Now, if we could feasibly support and train private/local versions of LLMs like ChatGPT, the A.I. learning on its own about the private workings of our enterprise would be more of a blessing than a concern. But that’s a whole other whopping subject for another time.

Besides, there is the very temporary obstacle of the fact that the development of ChatGPT PlugIns are in alpha test and by invitation only. I didn’t even bother getting on the waiting list as I’m sure there are tens of thousands ahead of me.

A Safer Middle-ground Approach to a BI NLP Interface

Back in December 2022, before the release of ChatGPT PlugIns and HuggingGPT, I developed a demo solution based on Microsoft’s Azure Cognitive Services. But I do wonder how MSFT’s big investment and partnership with OpenAI will affect the roadmap of Azure Cognitive Services. In Part 2 of this blog, I present a solution centered around the Azure Cognitive Services “stack”.

At the time of this writing, A.I. is moving faster than I believe the vast majority of us intuitively think is a safe pace. In fact, Elon Musk and other technology leaders just pitched for a six-month time-out on A.I. research so the world can carefully think this through a bit.

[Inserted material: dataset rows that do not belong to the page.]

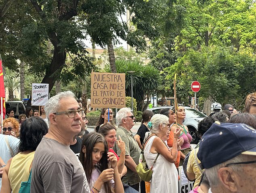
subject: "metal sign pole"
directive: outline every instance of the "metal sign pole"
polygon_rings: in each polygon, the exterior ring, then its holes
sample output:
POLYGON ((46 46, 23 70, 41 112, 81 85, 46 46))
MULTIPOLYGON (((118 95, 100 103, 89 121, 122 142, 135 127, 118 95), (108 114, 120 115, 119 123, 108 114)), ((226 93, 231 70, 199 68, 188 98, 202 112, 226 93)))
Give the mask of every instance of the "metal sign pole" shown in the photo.
POLYGON ((196 104, 197 104, 197 95, 196 95, 196 92, 195 92, 195 107, 194 107, 194 109, 196 109, 196 104))

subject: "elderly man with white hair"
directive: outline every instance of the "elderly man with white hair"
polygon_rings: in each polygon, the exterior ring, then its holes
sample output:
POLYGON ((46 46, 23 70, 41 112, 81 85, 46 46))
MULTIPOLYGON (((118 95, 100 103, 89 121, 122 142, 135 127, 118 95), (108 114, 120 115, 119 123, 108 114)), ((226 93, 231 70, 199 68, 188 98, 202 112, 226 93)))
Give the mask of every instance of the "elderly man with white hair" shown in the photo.
POLYGON ((197 157, 211 193, 256 191, 256 130, 243 124, 216 122, 204 134, 197 157))
POLYGON ((84 109, 71 91, 52 96, 45 107, 49 130, 36 150, 31 192, 90 192, 83 166, 69 148, 81 131, 84 109))
MULTIPOLYGON (((135 117, 130 108, 122 108, 116 113, 115 119, 118 126, 116 135, 120 136, 125 143, 125 162, 127 173, 122 178, 122 181, 138 191, 141 178, 135 167, 138 164, 141 150, 130 130, 134 125, 135 117)), ((120 156, 121 149, 116 144, 113 149, 120 156)))

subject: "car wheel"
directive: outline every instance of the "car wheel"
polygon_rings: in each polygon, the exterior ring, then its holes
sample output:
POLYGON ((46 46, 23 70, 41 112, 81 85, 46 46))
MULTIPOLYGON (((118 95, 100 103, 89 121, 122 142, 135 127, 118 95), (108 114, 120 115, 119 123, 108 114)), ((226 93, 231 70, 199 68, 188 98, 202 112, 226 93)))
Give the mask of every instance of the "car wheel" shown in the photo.
POLYGON ((188 128, 189 129, 189 134, 192 137, 192 140, 190 143, 197 144, 198 143, 198 141, 199 141, 199 138, 197 134, 196 130, 193 128, 189 127, 188 128))

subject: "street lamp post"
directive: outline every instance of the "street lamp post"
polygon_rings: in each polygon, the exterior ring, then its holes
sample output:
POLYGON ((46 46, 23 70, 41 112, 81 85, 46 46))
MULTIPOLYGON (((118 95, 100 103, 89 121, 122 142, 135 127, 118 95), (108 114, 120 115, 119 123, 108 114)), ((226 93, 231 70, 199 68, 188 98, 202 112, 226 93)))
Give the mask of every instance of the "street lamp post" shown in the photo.
POLYGON ((132 83, 133 83, 133 79, 132 79, 132 74, 135 72, 135 71, 128 71, 128 72, 130 73, 131 75, 131 88, 132 91, 132 112, 133 113, 133 90, 132 90, 132 83))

The approach I present in Part 2 is a safer middle-ground for mitigating communication friction between human analysts and machine-held data through the incorporation of A.I. into Business Intelligence implementations.

Conclusion

In this article, and a demo in Part 2, we delved into how natural language processing (NLP) interfaces can be used for querying BI data sources (OLAP cubes or data warehouses). With easy-to-use A.I. tools such as Azure Cognitive Services, businesses can develop NLP interfaces that enable users to interact with their BI data sources using voice commands or typed queries in natural language. This mitigates communication friction between humans and data sources.

This article is the final piece of a trilogy discussing how Azure Cognitive Services applied to Business Intelligence. Following are links to the related articles:

    1. The Effect of Recent A.I. Developments on BI Data Volume. – A.I. has the potential to revolutionize BI implementations by unlocking insights from unstructured data, leveraging computer vision for market basket analysis, and providing NLP interfaces for querying data warehouses or OLAP cubes.
    2. Basket Analysis with Computer Vision – Explore how computer vision can be used for market basket analysis. By applying image recognition and object detection capabilities, businesses can analyze images of products in a shopping cart or basket, and derive insights on customer behavior, preferences, and cross-selling opportunities. This can provide valuable inputs for optimizing pricing, promotions, and inventory management strategies.
    3. NLP for OLAP Semantic Layers
      • a. Part 1 – Mitigating Query Friction Between Human Analysts and BI OLAP Cubes.
      • b. Part 2 – BI NLP Interface using Azure Cognitive Services.

By incorporating A.I. capabilities into their BI strategies, organizations can gain a competitive edge by making more informed decisions and uncovering hidden patterns and opportunities in their data. As A.I. continues to evolve, it promises to further augment and enhance data warehousing and OLAP cube implementations, leading to more advanced and sophisticated BI solutions in the future.